É unânime entre as duplas brasileiras que o Rally Interoceanica marcará a carreira desportiva de cada um, seja pelo nível técnico da prova diante da geografia variada, mas principalmente pela comoção popular com esse esporte entre os peruanos, presentes ao longo de quase toda a da Rodovia Interoceanica do Sul (IIRSA), que liga o Oceano Atlântico ao Pacífico. A chegada a Puerto Maldonado no último sábado (22), destino final da Etapa 2, foi cenário de mais uma recepção calorosa, após os competidores percorrerem dois trechos cronometrados: a primeira Especial de 258 quilômetros e segunda, de 160 quilômetros.

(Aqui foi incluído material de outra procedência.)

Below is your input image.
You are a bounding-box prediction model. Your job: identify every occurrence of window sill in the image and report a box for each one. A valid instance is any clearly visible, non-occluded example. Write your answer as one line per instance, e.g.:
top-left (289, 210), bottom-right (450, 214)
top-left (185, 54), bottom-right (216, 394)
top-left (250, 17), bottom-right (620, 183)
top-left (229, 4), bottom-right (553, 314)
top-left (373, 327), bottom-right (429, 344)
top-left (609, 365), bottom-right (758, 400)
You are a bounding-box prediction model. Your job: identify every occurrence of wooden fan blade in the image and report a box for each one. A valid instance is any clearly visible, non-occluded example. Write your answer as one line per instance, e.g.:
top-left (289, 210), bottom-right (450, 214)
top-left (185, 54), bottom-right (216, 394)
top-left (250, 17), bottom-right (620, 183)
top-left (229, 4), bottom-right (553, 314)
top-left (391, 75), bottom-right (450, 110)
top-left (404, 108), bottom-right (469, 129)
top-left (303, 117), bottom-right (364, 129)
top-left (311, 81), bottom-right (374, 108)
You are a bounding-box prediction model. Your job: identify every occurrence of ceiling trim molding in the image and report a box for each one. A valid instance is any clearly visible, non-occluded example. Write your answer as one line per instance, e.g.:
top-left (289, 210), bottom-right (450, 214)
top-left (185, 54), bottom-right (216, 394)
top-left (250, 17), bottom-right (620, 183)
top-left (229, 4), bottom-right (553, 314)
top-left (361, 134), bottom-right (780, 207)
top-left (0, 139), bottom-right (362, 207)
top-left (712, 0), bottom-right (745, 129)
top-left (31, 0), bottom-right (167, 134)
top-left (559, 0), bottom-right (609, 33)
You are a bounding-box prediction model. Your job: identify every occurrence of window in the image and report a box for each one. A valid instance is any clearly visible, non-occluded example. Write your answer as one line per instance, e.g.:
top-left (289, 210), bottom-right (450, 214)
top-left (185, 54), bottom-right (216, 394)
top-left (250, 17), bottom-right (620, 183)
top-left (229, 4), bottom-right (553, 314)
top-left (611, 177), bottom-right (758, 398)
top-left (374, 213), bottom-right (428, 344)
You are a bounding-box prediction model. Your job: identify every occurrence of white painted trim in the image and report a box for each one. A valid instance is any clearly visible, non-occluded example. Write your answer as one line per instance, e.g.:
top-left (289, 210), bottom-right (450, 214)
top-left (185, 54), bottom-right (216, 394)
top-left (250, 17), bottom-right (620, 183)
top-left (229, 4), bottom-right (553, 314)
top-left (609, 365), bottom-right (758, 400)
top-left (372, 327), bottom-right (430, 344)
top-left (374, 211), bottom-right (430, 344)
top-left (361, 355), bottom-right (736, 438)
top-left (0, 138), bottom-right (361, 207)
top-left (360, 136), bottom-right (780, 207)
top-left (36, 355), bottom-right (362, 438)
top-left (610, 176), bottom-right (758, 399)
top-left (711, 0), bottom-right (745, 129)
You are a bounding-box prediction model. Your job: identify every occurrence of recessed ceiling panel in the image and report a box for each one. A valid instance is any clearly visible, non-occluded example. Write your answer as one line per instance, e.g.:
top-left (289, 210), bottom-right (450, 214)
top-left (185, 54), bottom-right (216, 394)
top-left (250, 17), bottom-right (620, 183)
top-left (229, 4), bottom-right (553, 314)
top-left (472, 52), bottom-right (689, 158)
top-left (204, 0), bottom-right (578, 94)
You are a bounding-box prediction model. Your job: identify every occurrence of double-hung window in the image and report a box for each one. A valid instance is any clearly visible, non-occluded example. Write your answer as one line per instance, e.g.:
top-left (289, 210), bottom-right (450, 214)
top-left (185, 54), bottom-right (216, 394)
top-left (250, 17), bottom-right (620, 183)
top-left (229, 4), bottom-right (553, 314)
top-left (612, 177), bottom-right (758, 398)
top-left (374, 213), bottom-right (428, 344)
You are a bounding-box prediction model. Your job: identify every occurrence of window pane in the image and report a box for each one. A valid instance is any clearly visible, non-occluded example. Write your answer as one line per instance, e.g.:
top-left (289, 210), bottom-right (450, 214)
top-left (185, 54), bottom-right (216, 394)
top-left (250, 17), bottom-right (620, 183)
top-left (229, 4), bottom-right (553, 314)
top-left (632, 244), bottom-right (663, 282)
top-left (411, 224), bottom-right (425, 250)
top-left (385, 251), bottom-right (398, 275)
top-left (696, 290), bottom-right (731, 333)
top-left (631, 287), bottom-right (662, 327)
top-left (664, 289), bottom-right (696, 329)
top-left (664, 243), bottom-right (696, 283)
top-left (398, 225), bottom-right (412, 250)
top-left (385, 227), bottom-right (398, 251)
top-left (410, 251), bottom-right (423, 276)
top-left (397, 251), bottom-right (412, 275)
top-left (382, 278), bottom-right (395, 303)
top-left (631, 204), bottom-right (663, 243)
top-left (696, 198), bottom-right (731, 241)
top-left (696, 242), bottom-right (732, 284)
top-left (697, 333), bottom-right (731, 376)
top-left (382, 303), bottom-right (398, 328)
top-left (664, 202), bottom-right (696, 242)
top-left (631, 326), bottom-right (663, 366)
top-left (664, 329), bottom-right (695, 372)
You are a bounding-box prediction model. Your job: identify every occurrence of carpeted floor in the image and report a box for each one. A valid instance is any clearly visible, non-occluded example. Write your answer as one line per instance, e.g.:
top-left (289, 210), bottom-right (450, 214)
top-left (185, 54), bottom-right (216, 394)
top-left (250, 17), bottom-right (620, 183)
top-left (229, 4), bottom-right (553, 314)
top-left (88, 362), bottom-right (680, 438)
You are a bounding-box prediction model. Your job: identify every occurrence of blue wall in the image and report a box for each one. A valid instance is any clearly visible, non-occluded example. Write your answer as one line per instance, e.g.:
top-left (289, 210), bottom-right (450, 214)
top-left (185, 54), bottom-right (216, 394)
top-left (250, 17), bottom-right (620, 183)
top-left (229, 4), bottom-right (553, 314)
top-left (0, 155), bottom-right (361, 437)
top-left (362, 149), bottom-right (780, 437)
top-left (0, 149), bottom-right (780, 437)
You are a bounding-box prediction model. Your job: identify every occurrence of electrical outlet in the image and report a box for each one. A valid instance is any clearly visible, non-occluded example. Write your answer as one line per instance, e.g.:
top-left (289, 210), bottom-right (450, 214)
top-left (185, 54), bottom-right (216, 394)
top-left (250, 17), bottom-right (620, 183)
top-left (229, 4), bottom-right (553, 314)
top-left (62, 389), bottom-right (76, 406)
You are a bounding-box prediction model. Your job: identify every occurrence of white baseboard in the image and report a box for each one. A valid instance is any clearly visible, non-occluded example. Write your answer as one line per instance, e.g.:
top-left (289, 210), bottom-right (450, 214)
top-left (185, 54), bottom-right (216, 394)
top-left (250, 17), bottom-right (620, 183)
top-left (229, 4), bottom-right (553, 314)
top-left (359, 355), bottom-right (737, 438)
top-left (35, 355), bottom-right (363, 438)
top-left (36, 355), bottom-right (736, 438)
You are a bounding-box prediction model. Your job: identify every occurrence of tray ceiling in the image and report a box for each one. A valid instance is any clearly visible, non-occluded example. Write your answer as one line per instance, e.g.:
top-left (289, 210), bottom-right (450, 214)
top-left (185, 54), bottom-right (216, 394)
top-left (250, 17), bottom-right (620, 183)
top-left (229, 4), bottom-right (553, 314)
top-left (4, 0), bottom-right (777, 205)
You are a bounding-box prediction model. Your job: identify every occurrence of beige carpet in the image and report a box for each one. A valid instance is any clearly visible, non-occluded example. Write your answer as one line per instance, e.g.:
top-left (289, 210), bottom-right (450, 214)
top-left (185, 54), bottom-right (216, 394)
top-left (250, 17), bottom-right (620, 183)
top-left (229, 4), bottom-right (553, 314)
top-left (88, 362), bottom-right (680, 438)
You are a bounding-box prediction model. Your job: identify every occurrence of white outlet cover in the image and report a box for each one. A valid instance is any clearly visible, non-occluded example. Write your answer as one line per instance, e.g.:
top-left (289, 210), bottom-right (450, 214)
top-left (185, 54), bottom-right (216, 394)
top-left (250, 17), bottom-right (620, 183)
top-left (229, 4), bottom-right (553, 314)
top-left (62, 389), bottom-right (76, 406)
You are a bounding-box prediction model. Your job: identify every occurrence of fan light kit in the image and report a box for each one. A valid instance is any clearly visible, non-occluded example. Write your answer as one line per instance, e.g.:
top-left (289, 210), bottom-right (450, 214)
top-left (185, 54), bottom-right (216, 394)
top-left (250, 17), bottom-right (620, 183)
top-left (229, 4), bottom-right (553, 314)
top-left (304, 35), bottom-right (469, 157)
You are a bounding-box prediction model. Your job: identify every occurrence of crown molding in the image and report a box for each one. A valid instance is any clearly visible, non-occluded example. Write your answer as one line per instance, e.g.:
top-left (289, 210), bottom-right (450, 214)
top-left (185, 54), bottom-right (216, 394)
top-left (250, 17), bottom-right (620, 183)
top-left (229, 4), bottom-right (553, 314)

No segundo dia de disputa, que largou em Cuzco, as três duplas andaram forte, driblaram as dificuldades do piso molhado, devido ao tempo chuvoso que atingiu parte das Especiais, mas todos completaram a etapa, satisfeitos com o desempenho. Luiz/Cris Facco (Subaru STI) fecharam o dia em 3h27m51s e mantiveram a segunda colocação na categoria N4 Light. Na TS, Tony Kranzegger/Nilo de Paula (Toyota Zela 2.0) também chegaram entre os ponteiros na categoria) com 3h41m56s, enquanto Junior Siqueira/Felipe Costa (Toyota Auris) finalizaram em 3h45m30s. O resultado oficial acumulado por categoria só será divulgado hoje (23) ao final do dia.

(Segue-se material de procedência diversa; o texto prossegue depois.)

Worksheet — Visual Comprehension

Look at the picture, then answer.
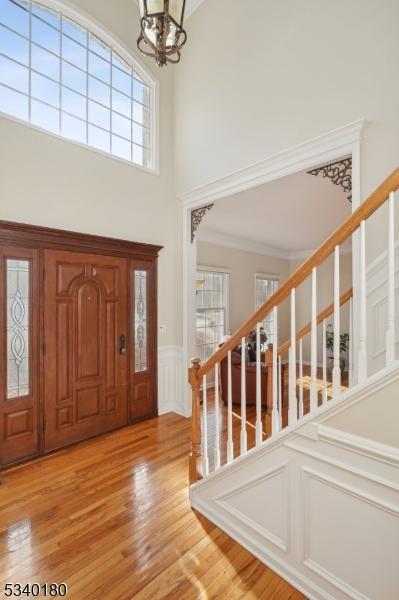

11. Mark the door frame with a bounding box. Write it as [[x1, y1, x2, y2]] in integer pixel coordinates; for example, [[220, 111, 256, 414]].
[[0, 220, 163, 468], [178, 119, 366, 417]]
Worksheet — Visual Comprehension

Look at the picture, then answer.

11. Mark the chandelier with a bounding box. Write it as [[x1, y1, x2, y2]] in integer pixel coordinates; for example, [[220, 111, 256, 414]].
[[137, 0, 187, 67]]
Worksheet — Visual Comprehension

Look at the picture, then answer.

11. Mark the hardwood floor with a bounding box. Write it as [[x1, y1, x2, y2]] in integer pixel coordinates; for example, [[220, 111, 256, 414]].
[[0, 414, 304, 600]]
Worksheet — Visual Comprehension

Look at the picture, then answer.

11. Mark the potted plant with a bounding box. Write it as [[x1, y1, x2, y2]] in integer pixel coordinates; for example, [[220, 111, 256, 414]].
[[247, 327, 267, 355], [326, 324, 349, 373]]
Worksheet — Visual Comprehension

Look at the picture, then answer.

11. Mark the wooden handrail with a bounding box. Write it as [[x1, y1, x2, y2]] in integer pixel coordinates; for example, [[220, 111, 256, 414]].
[[195, 168, 399, 383], [277, 288, 353, 356]]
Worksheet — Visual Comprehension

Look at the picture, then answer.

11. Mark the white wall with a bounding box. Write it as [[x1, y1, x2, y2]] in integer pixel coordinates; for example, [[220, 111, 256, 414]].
[[0, 0, 181, 345], [175, 0, 399, 256], [197, 241, 289, 341]]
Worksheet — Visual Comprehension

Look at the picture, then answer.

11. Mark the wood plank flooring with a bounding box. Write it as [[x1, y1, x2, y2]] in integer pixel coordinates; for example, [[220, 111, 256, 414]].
[[0, 414, 304, 600]]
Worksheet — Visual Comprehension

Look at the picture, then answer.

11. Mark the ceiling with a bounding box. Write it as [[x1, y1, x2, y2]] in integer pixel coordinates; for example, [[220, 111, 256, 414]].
[[197, 173, 352, 258]]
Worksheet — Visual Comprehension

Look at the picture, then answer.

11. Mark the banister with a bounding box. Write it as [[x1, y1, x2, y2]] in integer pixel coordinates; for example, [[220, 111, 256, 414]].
[[277, 288, 353, 356], [197, 168, 399, 379]]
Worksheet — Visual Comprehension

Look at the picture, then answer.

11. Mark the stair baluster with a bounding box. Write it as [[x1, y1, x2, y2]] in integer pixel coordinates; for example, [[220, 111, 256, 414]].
[[240, 337, 248, 454], [227, 350, 234, 463], [202, 375, 209, 476], [255, 323, 262, 446], [386, 192, 396, 367]]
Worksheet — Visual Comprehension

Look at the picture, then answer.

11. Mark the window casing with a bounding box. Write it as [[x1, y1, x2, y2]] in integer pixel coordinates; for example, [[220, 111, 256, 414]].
[[255, 275, 279, 344], [196, 270, 229, 361], [0, 0, 157, 170]]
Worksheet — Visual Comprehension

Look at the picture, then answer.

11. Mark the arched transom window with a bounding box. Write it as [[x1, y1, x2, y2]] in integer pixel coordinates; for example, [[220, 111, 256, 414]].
[[0, 0, 155, 169]]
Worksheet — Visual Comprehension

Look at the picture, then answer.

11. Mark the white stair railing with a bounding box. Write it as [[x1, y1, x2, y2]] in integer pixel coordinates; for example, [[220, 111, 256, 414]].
[[190, 169, 399, 482]]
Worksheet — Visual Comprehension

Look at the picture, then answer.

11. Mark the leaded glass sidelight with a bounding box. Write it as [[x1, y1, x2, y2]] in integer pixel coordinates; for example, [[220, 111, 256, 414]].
[[134, 271, 148, 373], [6, 259, 30, 399]]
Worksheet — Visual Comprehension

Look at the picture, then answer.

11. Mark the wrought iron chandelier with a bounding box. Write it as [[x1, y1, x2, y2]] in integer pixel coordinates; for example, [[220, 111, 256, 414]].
[[137, 0, 187, 67]]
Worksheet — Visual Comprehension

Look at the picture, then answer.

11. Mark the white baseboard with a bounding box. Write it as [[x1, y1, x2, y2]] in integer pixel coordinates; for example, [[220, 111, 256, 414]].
[[158, 346, 185, 416]]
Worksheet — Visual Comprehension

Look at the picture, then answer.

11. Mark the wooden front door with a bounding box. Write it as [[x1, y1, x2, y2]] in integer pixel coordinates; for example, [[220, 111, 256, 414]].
[[44, 250, 129, 451]]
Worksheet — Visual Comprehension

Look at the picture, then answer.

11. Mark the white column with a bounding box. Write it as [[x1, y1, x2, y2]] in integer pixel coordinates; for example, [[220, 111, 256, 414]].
[[310, 267, 317, 412], [215, 363, 220, 471], [288, 288, 298, 426], [322, 319, 327, 404], [255, 323, 262, 446], [272, 306, 280, 435], [358, 221, 367, 383], [227, 350, 234, 462], [240, 337, 248, 454], [386, 192, 396, 367], [348, 298, 353, 388], [202, 375, 209, 475], [299, 338, 303, 418], [333, 246, 341, 398]]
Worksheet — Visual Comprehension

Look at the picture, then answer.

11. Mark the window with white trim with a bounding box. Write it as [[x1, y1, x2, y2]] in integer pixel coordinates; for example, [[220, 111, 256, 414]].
[[196, 270, 229, 361], [0, 0, 155, 169], [255, 275, 279, 344]]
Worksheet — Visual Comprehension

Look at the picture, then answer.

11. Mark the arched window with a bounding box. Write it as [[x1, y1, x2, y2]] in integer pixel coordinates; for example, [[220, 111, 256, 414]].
[[0, 0, 156, 170]]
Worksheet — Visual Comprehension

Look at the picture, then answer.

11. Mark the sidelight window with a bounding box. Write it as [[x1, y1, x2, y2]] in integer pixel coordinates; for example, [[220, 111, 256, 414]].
[[134, 271, 148, 373], [0, 0, 156, 170], [6, 259, 30, 399]]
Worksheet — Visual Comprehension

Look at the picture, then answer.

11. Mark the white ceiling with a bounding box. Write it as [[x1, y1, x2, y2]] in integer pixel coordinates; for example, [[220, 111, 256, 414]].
[[197, 173, 352, 257]]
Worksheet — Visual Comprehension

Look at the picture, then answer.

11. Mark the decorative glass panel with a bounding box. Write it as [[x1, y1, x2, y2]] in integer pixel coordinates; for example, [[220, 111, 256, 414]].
[[134, 271, 148, 373], [7, 260, 30, 399], [0, 0, 155, 167]]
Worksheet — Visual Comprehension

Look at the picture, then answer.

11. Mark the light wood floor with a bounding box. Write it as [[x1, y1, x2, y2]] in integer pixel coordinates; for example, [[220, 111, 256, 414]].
[[0, 414, 304, 600]]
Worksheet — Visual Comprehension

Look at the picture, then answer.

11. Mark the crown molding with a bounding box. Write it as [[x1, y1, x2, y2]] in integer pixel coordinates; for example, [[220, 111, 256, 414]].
[[178, 119, 366, 209], [197, 227, 352, 260], [185, 0, 205, 19]]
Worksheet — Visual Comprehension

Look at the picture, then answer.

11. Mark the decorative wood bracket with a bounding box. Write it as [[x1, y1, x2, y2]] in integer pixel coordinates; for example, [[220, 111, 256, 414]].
[[191, 204, 214, 243], [308, 158, 352, 202]]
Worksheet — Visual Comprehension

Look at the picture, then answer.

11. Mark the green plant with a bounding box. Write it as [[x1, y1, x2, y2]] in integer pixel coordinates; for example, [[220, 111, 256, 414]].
[[326, 325, 349, 354]]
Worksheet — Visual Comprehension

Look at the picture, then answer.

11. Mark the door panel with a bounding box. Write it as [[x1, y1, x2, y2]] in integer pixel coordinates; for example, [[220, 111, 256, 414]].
[[0, 246, 39, 465], [129, 260, 157, 423], [44, 250, 128, 451]]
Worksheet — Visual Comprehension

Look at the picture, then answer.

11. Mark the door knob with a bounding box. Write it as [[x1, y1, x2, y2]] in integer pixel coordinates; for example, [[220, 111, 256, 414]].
[[119, 335, 126, 355]]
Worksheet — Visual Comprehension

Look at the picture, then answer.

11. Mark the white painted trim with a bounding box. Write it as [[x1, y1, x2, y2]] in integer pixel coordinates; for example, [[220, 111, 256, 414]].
[[178, 119, 366, 414], [214, 461, 290, 552], [158, 346, 186, 416], [191, 360, 399, 488], [178, 119, 366, 209], [317, 423, 399, 468], [0, 0, 159, 175], [197, 265, 232, 275], [197, 226, 352, 260], [301, 466, 399, 600], [284, 436, 399, 492], [185, 0, 205, 19]]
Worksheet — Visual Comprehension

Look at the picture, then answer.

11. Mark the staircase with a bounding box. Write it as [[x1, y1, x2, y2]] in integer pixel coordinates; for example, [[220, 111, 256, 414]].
[[189, 169, 399, 600]]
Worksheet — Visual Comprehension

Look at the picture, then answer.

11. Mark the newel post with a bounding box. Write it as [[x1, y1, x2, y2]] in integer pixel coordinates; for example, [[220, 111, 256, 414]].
[[188, 358, 202, 485], [264, 344, 273, 438]]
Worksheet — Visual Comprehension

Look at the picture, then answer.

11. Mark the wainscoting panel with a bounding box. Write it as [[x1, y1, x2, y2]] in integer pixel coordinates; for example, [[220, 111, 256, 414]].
[[215, 462, 290, 552], [190, 364, 399, 600], [302, 468, 399, 600]]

Facco e Cris fazem uma disputa bem competitiva com o atual Campeão Peruano de Rali, Tito Serrudo, que faz dupla com Mauricio Diez-Canseco. “Andamos muito forte mesmo e o Tito largou atrás de mim, mas quando parei para abastecer, ele nos passou. O carro não está preparado para uma prova como essa e tive de sair com o tanque mais cheio e depois abastecer novamente e levamos mais tempo. Na segunda, o ultrapassamos e fomos intercalando a ponta. Chegamos a passar na reta a 200km/h no meio das pessoas que assistiam. É impressionante a receptividade deste povo”, relata o piloto.

Mesmo com dificuldades para economizar freio, Kranzegger/Nilo se saíram bem. “Larguei um pouco apreensivo, mas fomos nos adaptando ao longo do percurso. Foi muito prazerosa, chegamos a 4.725m de altitude, passamos pelo pico onde tinha neve, cruzamos parte da Mata Amazônica e tivemos retas infinitas onde chegamos a mais de 200km/h e é muito gratificante ver como o povo daqui acompanha o rali de perto”, diz o piloto.

Sábado foi uma corrida de recuperação para Siqueira/Costa, devido a falta de freio que os impediu de completar a Etapa 1 e, puderam sentir a prova do início ao fim. “Andamos bem, tivemos problemas com o câmbio e o carro não retomava bem, mas ainda assim conseguimos um boa performance. Isto é muito diferente do que estamos acostumados, mas estamos adorando tudo isto”, elogia Siqueira, enquanto o navegador Costa reforça o coro: “Hoje (22) a prova foi muito legal, foi incrível. Nunca tinha andado tão rápido na minha visa, chegamos a 218km/h”.

Neste domingo, os competidores estão percorrendo três Especiais, duas delas já em solo brasileiro: P6 (Puerto Maldonado- Iñapari), P7 (Iñapari-Brasiléa) e P8 (Brasiléia-Rio Branco). O rali largou em Lima (20), teve dois dias de descanso, tem um total de 1.955,4 quilômetros, dos quais 1.809,7 de trechos cronometrados e 145,7 de deslocamentos. Mais informações no site da Federação de Automobilismo do Peru www.fepad.com.pe, responsável pela organização do rali em conjunto com o Governo peruano.